Last week at this time, our mayor was pinned to the wall.

Confessions of drug abuse, making violent threats, a police chief laboring in disappointment, the local shock, the international shame, we all know the damage, real and collateral.

But here we are in a new week, and our leading citizen and global ambassador is signing eponymous bobbleheads for the unwavering supporter and the culturally hip, the eBay junkie and the early Xmas shopper.

Rob Ford bobbleheads flying out of the doors at City Hall until none were left.

So much for the new mandate about the integrity of brands.

So much for consumer reviews, transparency, the marketing power of honest products making an honest promise.

Because deeper than all this is the simple truth, as the philosophers have often reminded us: we need our illusions.

We need them because they somehow validate us and our lives and the choices we make.

We need them to help us retain the willing suspension of disbelief in some kind of redemptive magic. Whatever that magic may be.

A magic not far from believing that there actually might be a muscled man inside the bottle of household cleaner, a polar bear that drinks cola on an ice floe, a ticklish little dough fellow waiting for us to release him from the baking product.

Brands have always mostly succeeded on our human need to place them more within our dreams, than within our waking life. How they got there has more to do with the human condition than this page might allow.

To dispense with this truth about brands and the nature of our relationship with them is hasty and potentially costly.

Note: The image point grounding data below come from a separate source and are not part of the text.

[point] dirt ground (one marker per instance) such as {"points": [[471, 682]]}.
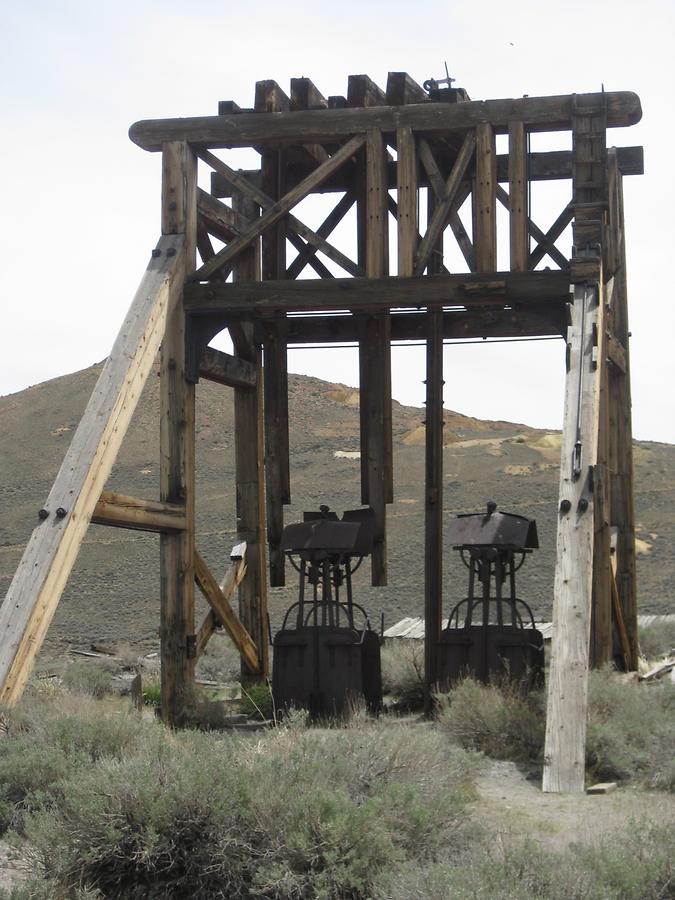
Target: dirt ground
{"points": [[514, 807]]}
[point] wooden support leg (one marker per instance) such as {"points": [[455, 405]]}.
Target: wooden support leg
{"points": [[433, 503], [601, 646], [564, 753], [177, 405], [277, 451], [485, 201], [620, 427], [518, 197], [250, 476], [375, 359]]}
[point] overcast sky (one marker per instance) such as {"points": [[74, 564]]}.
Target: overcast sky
{"points": [[81, 202]]}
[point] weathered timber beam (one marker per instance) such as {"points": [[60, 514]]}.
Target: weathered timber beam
{"points": [[249, 189], [325, 125], [219, 603], [222, 220], [278, 209], [132, 512], [442, 209], [362, 91], [550, 165], [231, 581], [545, 243], [363, 294], [402, 89], [227, 369], [457, 324], [51, 552]]}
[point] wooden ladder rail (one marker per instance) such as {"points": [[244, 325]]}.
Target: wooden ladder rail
{"points": [[50, 554]]}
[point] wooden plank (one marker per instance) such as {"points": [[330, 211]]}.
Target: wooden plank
{"points": [[540, 321], [250, 190], [177, 452], [133, 512], [550, 165], [485, 199], [363, 294], [545, 245], [250, 474], [220, 605], [362, 91], [544, 242], [406, 192], [565, 743], [376, 367], [518, 197], [402, 89], [221, 220], [277, 451], [51, 552], [621, 435], [269, 97], [602, 640], [223, 368], [443, 207], [325, 125], [331, 222], [433, 503], [305, 95]]}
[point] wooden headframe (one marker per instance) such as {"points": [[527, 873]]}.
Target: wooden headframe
{"points": [[377, 152]]}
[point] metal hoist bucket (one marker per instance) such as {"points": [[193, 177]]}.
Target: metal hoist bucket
{"points": [[491, 632], [326, 656]]}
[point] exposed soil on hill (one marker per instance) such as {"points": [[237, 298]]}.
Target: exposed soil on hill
{"points": [[112, 594]]}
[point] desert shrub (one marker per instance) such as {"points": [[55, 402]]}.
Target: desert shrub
{"points": [[630, 731], [256, 701], [295, 814], [88, 678], [152, 692], [403, 673], [637, 864], [220, 660], [48, 739], [501, 721], [657, 640]]}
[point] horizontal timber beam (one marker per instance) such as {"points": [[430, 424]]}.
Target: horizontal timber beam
{"points": [[143, 515], [457, 324], [550, 165], [325, 125], [226, 369], [363, 294]]}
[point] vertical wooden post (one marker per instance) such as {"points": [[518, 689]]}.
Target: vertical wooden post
{"points": [[406, 185], [250, 471], [620, 428], [518, 197], [564, 752], [601, 645], [375, 359], [269, 98], [177, 462], [486, 199], [433, 502]]}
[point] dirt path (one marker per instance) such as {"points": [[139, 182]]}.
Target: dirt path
{"points": [[514, 807]]}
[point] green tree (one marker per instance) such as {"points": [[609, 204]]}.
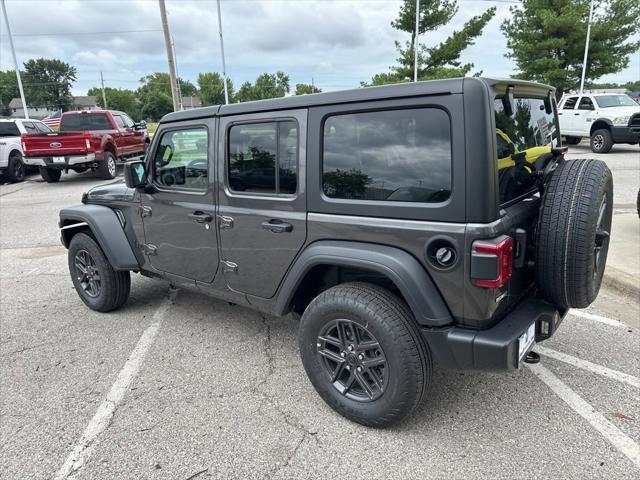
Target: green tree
{"points": [[48, 83], [267, 85], [442, 60], [306, 88], [211, 87], [119, 99], [546, 38]]}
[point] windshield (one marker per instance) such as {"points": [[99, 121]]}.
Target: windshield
{"points": [[9, 129], [606, 101], [84, 122]]}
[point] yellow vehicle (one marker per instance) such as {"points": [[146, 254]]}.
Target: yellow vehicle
{"points": [[507, 150]]}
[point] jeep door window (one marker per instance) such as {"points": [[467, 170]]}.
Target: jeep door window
{"points": [[390, 155], [9, 129], [263, 157], [530, 132], [181, 160], [84, 122]]}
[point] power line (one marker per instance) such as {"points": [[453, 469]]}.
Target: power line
{"points": [[74, 34]]}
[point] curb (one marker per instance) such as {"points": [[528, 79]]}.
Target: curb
{"points": [[624, 283]]}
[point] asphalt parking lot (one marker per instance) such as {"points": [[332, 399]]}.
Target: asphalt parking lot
{"points": [[180, 386]]}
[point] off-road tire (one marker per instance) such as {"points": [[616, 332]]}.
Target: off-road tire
{"points": [[107, 168], [575, 218], [601, 141], [392, 324], [15, 168], [573, 140], [114, 285], [49, 175]]}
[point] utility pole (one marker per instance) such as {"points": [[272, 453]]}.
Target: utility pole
{"points": [[415, 43], [172, 67], [175, 61], [104, 96], [586, 48], [15, 60], [224, 67]]}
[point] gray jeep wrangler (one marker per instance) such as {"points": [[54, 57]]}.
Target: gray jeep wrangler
{"points": [[431, 223]]}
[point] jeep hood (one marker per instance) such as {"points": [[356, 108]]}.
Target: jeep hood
{"points": [[114, 192]]}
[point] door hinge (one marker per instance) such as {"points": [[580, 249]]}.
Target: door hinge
{"points": [[144, 211], [228, 266], [149, 249], [225, 222]]}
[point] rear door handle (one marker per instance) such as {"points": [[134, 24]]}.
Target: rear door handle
{"points": [[277, 226], [200, 217]]}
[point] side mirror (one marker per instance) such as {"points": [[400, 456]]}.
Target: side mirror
{"points": [[135, 174]]}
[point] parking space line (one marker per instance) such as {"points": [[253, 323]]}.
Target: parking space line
{"points": [[598, 318], [104, 415], [591, 367], [616, 437]]}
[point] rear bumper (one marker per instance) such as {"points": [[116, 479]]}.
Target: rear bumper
{"points": [[497, 347], [69, 160], [626, 134]]}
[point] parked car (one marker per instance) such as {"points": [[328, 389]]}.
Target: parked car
{"points": [[401, 238], [604, 118], [11, 160], [86, 140]]}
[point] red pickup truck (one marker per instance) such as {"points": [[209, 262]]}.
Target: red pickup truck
{"points": [[93, 139]]}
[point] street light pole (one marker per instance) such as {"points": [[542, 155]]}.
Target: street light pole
{"points": [[586, 47], [15, 60], [415, 43], [224, 67]]}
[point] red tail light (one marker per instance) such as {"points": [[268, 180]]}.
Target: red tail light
{"points": [[88, 143], [492, 262]]}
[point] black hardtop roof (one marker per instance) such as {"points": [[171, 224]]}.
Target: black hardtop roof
{"points": [[414, 89]]}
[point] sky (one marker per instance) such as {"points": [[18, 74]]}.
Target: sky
{"points": [[337, 43]]}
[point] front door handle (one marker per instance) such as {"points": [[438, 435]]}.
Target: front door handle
{"points": [[277, 226], [200, 217]]}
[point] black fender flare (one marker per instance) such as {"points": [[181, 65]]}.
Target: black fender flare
{"points": [[403, 269], [107, 229]]}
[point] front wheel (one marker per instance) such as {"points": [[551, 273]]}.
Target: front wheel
{"points": [[99, 286], [15, 168], [364, 354], [107, 168]]}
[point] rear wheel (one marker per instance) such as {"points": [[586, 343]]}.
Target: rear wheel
{"points": [[364, 354], [15, 168], [601, 141], [99, 286], [107, 168], [572, 236], [49, 175]]}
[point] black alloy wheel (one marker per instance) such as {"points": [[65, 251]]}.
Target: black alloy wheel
{"points": [[87, 273], [354, 360]]}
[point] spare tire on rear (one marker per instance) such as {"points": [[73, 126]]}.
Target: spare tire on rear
{"points": [[572, 236]]}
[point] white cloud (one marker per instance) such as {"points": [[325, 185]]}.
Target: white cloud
{"points": [[338, 43]]}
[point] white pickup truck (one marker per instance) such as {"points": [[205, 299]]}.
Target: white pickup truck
{"points": [[605, 118], [11, 164]]}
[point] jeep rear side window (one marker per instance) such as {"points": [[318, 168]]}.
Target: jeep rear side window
{"points": [[529, 133], [263, 157], [181, 160], [390, 155]]}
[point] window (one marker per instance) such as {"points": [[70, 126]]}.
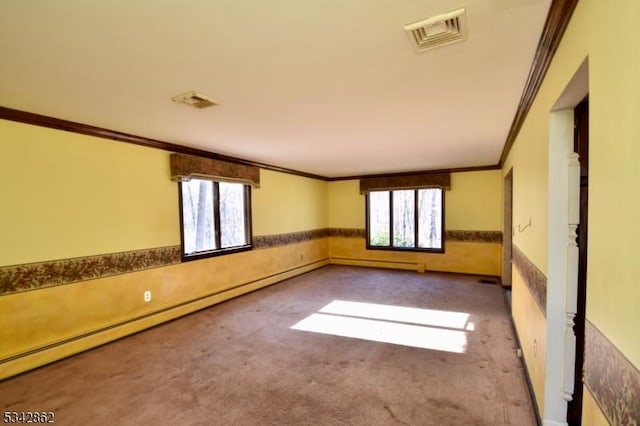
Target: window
{"points": [[408, 219], [215, 218]]}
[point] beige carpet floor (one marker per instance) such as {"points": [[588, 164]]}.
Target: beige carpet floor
{"points": [[242, 363]]}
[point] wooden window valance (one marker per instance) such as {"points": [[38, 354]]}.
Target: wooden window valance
{"points": [[427, 180], [185, 167]]}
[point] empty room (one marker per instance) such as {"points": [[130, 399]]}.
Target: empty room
{"points": [[288, 213]]}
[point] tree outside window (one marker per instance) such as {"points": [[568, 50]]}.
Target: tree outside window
{"points": [[408, 219]]}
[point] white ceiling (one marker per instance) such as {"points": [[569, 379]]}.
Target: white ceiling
{"points": [[331, 87]]}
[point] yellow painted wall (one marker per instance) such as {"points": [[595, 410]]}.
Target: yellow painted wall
{"points": [[474, 201], [460, 257], [288, 203], [346, 206], [608, 37], [32, 320], [591, 413], [67, 195], [532, 333]]}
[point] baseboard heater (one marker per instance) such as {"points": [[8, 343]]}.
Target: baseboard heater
{"points": [[43, 355]]}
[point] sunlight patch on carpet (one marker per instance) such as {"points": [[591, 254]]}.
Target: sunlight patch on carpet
{"points": [[399, 325]]}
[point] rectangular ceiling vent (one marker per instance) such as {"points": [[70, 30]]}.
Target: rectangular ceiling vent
{"points": [[195, 99], [438, 30]]}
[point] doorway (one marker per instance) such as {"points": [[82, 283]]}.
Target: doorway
{"points": [[581, 147]]}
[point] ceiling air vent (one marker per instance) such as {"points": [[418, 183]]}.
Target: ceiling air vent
{"points": [[195, 99], [438, 30]]}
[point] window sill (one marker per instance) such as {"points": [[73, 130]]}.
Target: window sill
{"points": [[215, 253], [407, 249]]}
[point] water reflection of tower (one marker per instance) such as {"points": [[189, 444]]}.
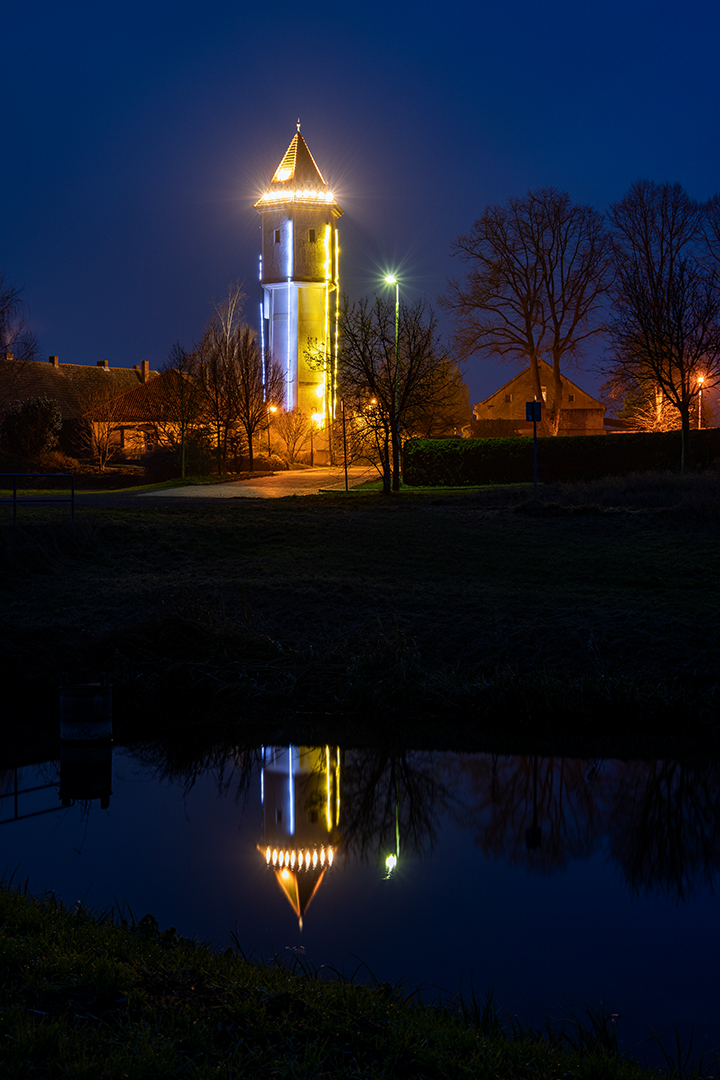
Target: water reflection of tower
{"points": [[300, 794]]}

This is certainly not permission for substandard products or misleading copy, nor is it worth disputing that to gain any kind of meaningfulness in the current age, many brands could likely do with some renovation.

But when it comes to exorcising their most valuable asset – the deeply human belief that maybe, just maybe something unspoken and redemptive within them can fulfill our deepest yearning, on this we should not be hasty.

A brand called Mayor survives as a brand when he knows that his audience has a limitless need to keep believing.

By saying “I just want to get back to work” he demonstrates an astute understanding of how brands ultimately persuade:

Simply renew the willing suspension of disbelief.

Ian Mirlin is a writer, thinker and founder of Zero Gravity Thinking.